Leeds Building Society to restrict holiday let lending in some parts of England

23 February 2024, 11:34

Whitby coastline
Holiday let lending. Picture: PA

The society has worked with North Norfolk District Council and North Yorkshire Council to set up a 12-month trial.

A building society will restrict mortgage lending on holiday lets in some tourist hotspots in England.

The chief executive of Leeds Building Society, which is making the restrictions, said holiday lets have a “stranglehold” on the pipeline of homes available for local people in some locations.

The society has worked with North Norfolk District Council and North Yorkshire Council to set up a 12-month trial, during which it will stop new loans for holiday let homes.

Lending will be restricted from the end of March.

New mortgages for short-term lets, such as properties on Airbnb, would be included, as the society classes them as holiday lets under its criteria.

It follows a decision by the society in 2022 to pull out of funding purchases of second residential homes, allowing it to focus more on first-time buyers.

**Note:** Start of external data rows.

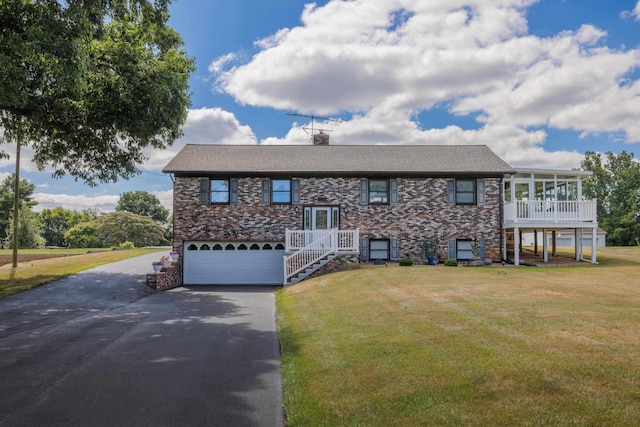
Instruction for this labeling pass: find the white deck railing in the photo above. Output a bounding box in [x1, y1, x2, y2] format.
[504, 200, 597, 223]
[285, 229, 360, 252]
[284, 230, 360, 284]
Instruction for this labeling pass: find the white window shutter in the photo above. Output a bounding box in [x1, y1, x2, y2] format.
[447, 179, 456, 205]
[229, 179, 238, 205]
[261, 179, 271, 205]
[476, 179, 484, 206]
[389, 179, 398, 205]
[291, 179, 300, 205]
[360, 178, 369, 205]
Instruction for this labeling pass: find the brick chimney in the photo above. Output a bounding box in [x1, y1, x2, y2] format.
[313, 131, 329, 145]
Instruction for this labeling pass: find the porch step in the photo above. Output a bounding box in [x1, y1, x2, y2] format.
[288, 253, 338, 285]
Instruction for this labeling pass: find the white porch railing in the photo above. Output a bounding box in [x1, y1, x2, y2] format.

The society said the two local authorities have identified where housing pressures are most serious.

It will add postcode locations to its systems to prevent holiday let mortgage applications received in those areas from being approved.

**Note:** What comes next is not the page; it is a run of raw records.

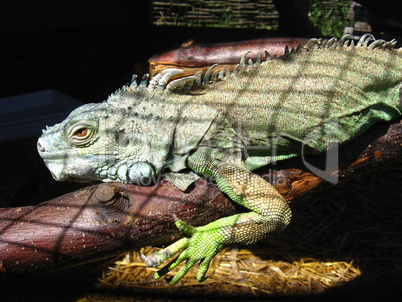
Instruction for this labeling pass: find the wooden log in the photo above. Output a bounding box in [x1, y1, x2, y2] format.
[148, 37, 308, 79]
[0, 180, 235, 279]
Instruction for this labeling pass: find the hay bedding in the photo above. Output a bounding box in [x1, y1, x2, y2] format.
[80, 164, 402, 301]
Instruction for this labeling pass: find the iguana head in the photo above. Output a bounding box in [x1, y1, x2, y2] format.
[37, 89, 181, 185]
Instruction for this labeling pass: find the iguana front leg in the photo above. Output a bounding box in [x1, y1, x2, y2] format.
[144, 150, 291, 285]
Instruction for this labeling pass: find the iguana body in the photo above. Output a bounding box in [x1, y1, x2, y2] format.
[38, 37, 402, 284]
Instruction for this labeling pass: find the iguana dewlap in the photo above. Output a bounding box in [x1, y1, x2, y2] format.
[38, 36, 402, 284]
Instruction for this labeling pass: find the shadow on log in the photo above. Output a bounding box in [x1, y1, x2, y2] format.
[0, 119, 402, 278]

Existing holiday let borrowers will be unaffected.

Selected areas in North Yorkshire will be affected. They are Scarborough, Whitby, Filey, Saltburn, Leyburn and Richmond.

Scarborough harbour
Scarborough is among the locations where holiday let lending will be restricted, Leeds Building Society said (Steve Parsons/PA)

The whole of the North Norfolk District Council area will also be included. This includes locations such as Cromer, Wells-next-the-Sea and Sheringham.

Leeds Building Society chief executive Richard Fearon said: “In some areas, holiday lets have grown to have a significant stranglehold on the pipeline of homes available for local people to live in and we want to play our part in removing it.”

He added: “We will learn through the trial how effective this measure can be in increasing supply of residential homes and gain greater insight on steps that can make a positive difference.”

Councillor Wendy Fredericks, portfolio holder for housing and people services at North Norfolk District Council, said: “In North Norfolk we have a really severe shortage of homes that people on local wages can afford.

“Increasing numbers of holiday lets reduce the number of rental homes available for year-round use by local people. So I welcome the move by Leeds Building Society to stop new lending on holiday lets in key areas.”

Councillor Simon Myers, executive member for culture, arts and housing at North Yorkshire Council, said: “We are pleased to support this initiative by Leeds Building Society.

“We welcome the fact that it is being specifically targeted at those locations where there are high concentrations of holiday lets.

“At the same time we feel it strikes a fair balance between the housing needs of local people and the importance of the wider tourism economy of North Yorkshire.”

Ben Twomey, chief executive of Generation Rent, said: “Generation Rent is pleased that Leeds Building Society is acting on this issue and prioritising the necessity of homes over the luxury of holidays.

“This trial to restrict mortgage lending on holiday lets is a forward-thinking step that will hopefully help to improve the situation for renters in North Norfolk and North Yorkshire.”

Earlier this week, Secretary of State for Levelling Up, Housing and Communities Michael Gove outlined proposals to require planning permission for short-term lets to prevent a “hollowing out” of communities.

The new law would require people letting out their property as a short-term holiday home to seek permission from the local authority under a new “use” category.

The rules would not apply to people renting out their main home for 90 days or less in a year.

A mandatory national register would be set up providing councils with information on short-term lets in their area.

Meanwhile, Leeds Building Society made the announcement on lending to holiday lets alongside the release of its financial results for 2023.

The level of savings deposited with the building society reached a record high of more than £20 billion last year, a fifth higher than the previous year.

The firm paid an average interest rate of 0.59% to savers, which it said was higher than the average rate on the market, amounting to a total of £110 million paid to savers during the year.

Mortgage lending was lower than the previous year, however, amid a slowdown in the wider housing market as buyers grappled with higher borrowing costs.

It also reported a slight increase in the level of mortgage repayment arrears, as more borrowers fell behind on repayments in a “challenging financial environment”, the building society said.